The real cowboy in Dr. Strangelove is General “Buck” Turgidson, played by an over-the-top George C. Scott. When Turgidson is asked if the Soviets have a chance to stop the errant B-52, he is overwhelmed with enthusiasm, saying, “If the pilot’s good, see, I mean if he’s reeeally sharp, he can barrel that baby in so low … oh you oughta see it sometime. It’s a sight. A big plane like a ’52—varrrooom! Its jet exhaust … frying chickens in the barnyard!” In other words, if the pilot is a professional, he will complete his mission.
The other members of the War Room stare at Turgidson, appalled. His smile fades as it slowly dawns on him that the fate of all of humanity depends on Kong and his crew not completing their mission.
What’s slowly dawning on us? The pause caused by the coronavirus—when worldwide lockdowns resulted in a dramatic decrease in economic activity, resulting in less traffic, fewer emissions, cleaner air, and resurgent wildlife—revealed the global economy for what it is: a giant machine that is chewing up our home, the Earth.
Those of us in the AEC industry are a huge part of that machine, given the amount of raw materials and energy required to construct buildings and the even larger amount of energy needed to run them. Our answer to this problem is to put a green veneer on the beast—a slightly better HVAC system, some low-VOC paint, a PV array on the roof. But, of course, this buys into what I call the “Triple Bottom Lie,” which claims that more people plus more consumption by each person plus an economic system completely dependent on the aforementioned items, can just keep on working forever, without consequences. Who doesn’t want to believe in that and bask in the warm embrace of the invisible hand? After all, innovation is a renewable resource, and there are a lot of asteroids floating around just waiting to be mined.
That architects are mentally unprepared for the climate crisis is not surprising. The dominant mode of architectural thought today—the lukewarm leftovers of 20th century Modernism—was developed during a period of unprecedented and unsustainable growth in worldwide population and consumption. Intellectually, we are living in Corbu’s and Frank Lloyd Wright’s world of technological triumphs and limitless horizons. And who can blame us, really? Who wouldn’t rather enjoy a little new frontier nostalgia than plan for an era of intelligent retreat?

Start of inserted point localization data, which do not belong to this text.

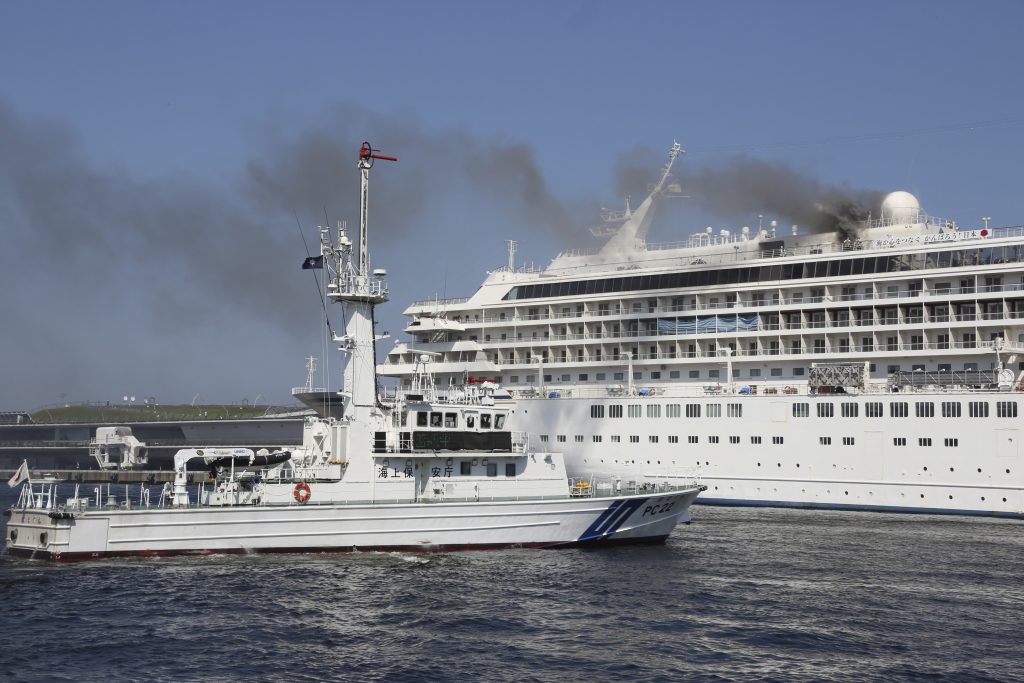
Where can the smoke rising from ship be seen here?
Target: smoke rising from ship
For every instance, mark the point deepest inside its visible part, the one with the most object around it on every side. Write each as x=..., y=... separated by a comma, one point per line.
x=741, y=188
x=118, y=275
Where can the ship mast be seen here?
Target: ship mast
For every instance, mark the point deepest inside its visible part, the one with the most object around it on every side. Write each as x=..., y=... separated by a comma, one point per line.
x=358, y=290
x=629, y=238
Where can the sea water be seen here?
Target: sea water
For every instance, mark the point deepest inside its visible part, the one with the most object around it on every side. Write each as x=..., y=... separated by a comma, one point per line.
x=738, y=595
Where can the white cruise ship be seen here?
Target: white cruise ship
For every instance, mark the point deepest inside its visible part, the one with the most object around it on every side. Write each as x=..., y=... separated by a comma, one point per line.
x=873, y=369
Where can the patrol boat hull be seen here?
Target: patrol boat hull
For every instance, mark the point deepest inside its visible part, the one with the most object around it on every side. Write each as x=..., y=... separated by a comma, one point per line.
x=64, y=536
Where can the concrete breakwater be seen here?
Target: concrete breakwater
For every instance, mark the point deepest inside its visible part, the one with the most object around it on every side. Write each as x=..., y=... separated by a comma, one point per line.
x=105, y=476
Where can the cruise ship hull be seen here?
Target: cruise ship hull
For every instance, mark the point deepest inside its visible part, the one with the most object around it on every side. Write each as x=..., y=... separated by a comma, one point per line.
x=765, y=456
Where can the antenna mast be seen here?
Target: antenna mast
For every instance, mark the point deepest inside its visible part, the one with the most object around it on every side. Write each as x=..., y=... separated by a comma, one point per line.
x=367, y=157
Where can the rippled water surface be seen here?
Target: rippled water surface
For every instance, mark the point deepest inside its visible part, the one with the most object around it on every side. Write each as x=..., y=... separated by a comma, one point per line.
x=740, y=594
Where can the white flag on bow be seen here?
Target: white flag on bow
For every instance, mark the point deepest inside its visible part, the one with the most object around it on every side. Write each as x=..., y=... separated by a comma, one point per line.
x=20, y=475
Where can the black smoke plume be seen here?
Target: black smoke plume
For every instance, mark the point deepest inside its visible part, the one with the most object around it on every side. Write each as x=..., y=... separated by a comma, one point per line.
x=741, y=188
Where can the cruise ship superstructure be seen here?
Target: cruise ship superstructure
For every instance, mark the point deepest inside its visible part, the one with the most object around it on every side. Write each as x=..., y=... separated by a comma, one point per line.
x=872, y=368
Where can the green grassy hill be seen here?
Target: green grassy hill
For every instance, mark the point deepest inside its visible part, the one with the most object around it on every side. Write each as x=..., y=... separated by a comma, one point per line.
x=95, y=413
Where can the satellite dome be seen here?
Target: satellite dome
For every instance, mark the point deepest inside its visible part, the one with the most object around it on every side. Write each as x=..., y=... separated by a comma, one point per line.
x=900, y=207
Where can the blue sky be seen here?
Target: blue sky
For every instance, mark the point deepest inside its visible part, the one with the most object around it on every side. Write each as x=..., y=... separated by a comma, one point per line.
x=154, y=157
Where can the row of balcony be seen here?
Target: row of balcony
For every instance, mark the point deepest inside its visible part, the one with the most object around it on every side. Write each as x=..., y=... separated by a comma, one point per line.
x=697, y=306
x=724, y=354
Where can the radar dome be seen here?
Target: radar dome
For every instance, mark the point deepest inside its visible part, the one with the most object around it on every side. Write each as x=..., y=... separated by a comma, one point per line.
x=900, y=207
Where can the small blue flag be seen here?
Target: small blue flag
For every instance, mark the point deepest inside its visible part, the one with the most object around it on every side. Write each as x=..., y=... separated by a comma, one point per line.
x=312, y=262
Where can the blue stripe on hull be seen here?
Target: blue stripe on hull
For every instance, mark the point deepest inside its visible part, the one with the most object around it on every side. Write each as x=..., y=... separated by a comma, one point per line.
x=609, y=520
x=740, y=503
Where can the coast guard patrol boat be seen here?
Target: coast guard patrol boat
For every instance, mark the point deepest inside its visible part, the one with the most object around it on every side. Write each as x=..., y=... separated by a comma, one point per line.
x=419, y=473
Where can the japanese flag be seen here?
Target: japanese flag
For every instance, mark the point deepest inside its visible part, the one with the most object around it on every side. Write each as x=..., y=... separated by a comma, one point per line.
x=20, y=475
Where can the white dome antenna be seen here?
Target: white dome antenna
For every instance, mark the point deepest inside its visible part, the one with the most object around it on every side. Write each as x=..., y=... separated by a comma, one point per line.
x=900, y=207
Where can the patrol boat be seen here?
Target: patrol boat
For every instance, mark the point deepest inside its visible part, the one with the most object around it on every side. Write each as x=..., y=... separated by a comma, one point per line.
x=422, y=472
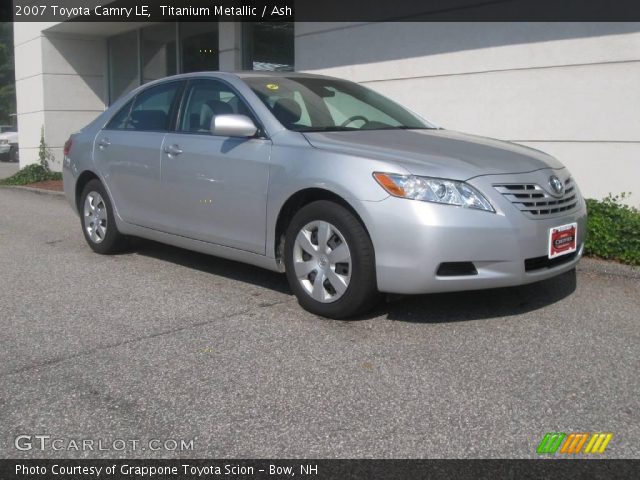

One of the obvious challenges of the early 21st century is the so-called death of expertise. (One of many examples: the shambolic federal response to coronavirus in the U.S.) But we also face the challenge of expertise being deployed to effect the wrong outcome.
Although movements such as Architecture 2030 and Architects Declare are gaining real momentum, far too many architects are building far too many buildings as if it were 1970. Others are declaring “Game over, man!” and giving up on climate mitigation, because truly addressing the climate crisis feels too difficult—or perhaps because doing so presents too many challenges to dearly held economic shibboleths.
The real Cli-Fi lesson of Dr. Strangelove is this: like Maj. Kong, architects are intelligent, well-trained, dogged, dedicated to our jobs, and natural leaders—working like hell, often in service to the exact wrong thing.
Ladies and gentlemen, wave that hat and yell “Yee-haw!” The mission is nearly complete.